CD4 and CD8 cells are types of lymphocytes that are part of the human’s immune system.  Sick people with AIDS or HIV positive are normally deficient in the number of CD4 while CD8 is increased.

The researcher said that is why the measurement of these cells helps doctors determine the mechanisms of retroviral in patient and disease progression.

The results in the laboratory study group showed an increase in the number of CD4, with respect to the results of the first analysis, and decreased CD8, which is favorable compared to retroviral treatments, said the biologist...

Friday, April 22, 2016

NPR Podcast: How to Use Products of the Bee Hive for Healing

NPR, 4/14/2016

You may not think of bees as domestic animals, but any beekeeper would set you straight. Bees range far and wide when they forage for nectar and pollen, but they return home to the bee hive. Products of the hive have long been used for healing.
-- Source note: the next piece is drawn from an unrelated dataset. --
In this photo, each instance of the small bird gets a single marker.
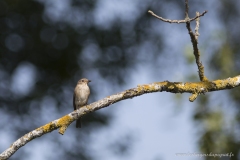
(80, 96)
Healing with Products of the Bee Hive: We get updates on bee venom therapy, also known as apipuncture. We hear how bee stings can be used to ease the hard-to-treat pain of post-herpetic neuralgia. Our guest experts also describe how to use other products of the bee hive such as honey, propolis and royal jelly from the complementary perspectives of a physician and a beekeeper.

This Week's Guests: Andrew Kochan, MD, practices physical medicine, rehabilitation and prolotherapy in Los Angeles. He is director of the Institute for Healing Arts Research and past president of the American Apitherapy Society.

Thursday, April 21, 2016

Propolis May Be Used in Root Canals

Application of chitosan and propolis in endodontic treatment: a review

Mini Rev Med Chem. 2016 Apr 18

Chitosan and propolis are natural substances that can be commonly found in the environment. Chitosan is one of several cationic polysaccharides found in nature. It is a natural biopolymer transformed from chitin which is a product of crustacean shells.

Propolis is produced by honeybees through mixing the secretions of their hypopharyngeal glands with the digested product of resins collected from plants. Due to their excellent chemical and biological properties, chitosan and propolis arouse keen interest in dental science, including endodontics.

There are various possibilities for applying propolis and chitosan based medicaments in endodontic treatment of root canals, and what is particularly emphasized is their potential effectiveness against resistant microorganisms such as E. faecalis and C. albicans, as well as biocompatible to the periapical tissues in comparison with the most commonly used agents They aim at microflora that is difficult to eliminate, and their medicinal properties, including anti-inflammatory, antifungal and antiseptic properties, make them suitable for use in endodontic treatment.

Due to potential side effects of commonly used synthetic drugs and other safety related reasons, natural alternatives for endodontic usage are continuously explored and tested. The paper presents the possibilities for applying propolis and chitosan in endodontic treatment on the basis of chosen articles published in recent years.